This is not a fly-by-night agency; they have legit sales, and have been in business longer than I have.
So, what the hell is going on here, cause this isn't just bad advice, it's TERRIBLE advice.
(If you don't know why it's terrible, you don't know enough about querying to be querying.)
The ONLY thing I could think of is that these folks also do business in other countries, and this may be the norm there.
It's NOT the norm in the US and doing #4 (call the agent) will only result in you being the subject of a very tart blogpost.
If you try #5, I'll be surprised if you get anything but voice mail and silence. Most editors don't answer their phones unless they know who it is, and they will NOT give agent reccs to strangers.
Bottom line: finding out who to query is YOUR job, not mine, and not an editor's. There are a myriad of ways to do this and have been for years. If you want to cut to the chase and just get a list of the three best agents for you, please make sure my name is NOT on that list.
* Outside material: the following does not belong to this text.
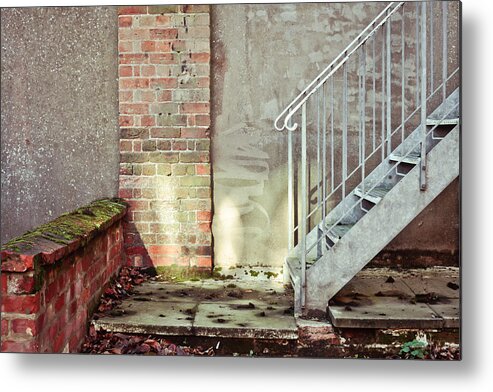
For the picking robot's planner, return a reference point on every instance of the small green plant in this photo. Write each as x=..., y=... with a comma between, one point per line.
x=413, y=350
That kind of impatience mean we are not suited to work together at all.
Agents who try to be "helpful" like this would do better to just keep quiet.
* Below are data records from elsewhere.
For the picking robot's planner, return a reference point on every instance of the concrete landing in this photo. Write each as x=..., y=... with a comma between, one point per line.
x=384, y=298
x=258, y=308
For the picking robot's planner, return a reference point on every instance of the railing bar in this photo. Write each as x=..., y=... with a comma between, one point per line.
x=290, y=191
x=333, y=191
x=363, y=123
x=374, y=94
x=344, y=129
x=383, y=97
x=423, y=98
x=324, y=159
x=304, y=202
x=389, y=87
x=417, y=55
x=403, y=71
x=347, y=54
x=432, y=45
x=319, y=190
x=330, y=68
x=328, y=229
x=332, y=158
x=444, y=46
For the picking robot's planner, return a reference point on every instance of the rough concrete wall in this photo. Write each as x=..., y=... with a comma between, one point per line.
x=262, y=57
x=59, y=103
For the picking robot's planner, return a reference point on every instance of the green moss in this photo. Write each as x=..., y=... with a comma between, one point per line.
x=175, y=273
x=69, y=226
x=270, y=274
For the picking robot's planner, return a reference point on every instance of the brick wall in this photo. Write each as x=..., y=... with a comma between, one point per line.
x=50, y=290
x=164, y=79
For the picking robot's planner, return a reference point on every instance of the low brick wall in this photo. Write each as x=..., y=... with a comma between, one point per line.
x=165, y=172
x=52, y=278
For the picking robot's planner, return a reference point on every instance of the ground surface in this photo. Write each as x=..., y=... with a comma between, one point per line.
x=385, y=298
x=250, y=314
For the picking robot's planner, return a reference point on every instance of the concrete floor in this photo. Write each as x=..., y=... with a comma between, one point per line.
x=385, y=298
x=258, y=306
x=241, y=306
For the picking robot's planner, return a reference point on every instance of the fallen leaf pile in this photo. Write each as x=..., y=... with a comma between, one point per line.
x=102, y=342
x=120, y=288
What does this mean for you: You need to be able to recognize piss-poor advice when you see it. To do that, you'll need to scout around and read carefully. Does the advice mesh with what you're reading elsewhere? Most guidelines are standard: send a query, don't call. What goes IN to the query may vary, but most of us want to hear from you by mail.
If advice seems off-kilter does the person doing the advising tell you it's off kilter?
I've got a couple opinions that are not the norm (query everyone; personalization sucketh) but I'll TELL you that up front.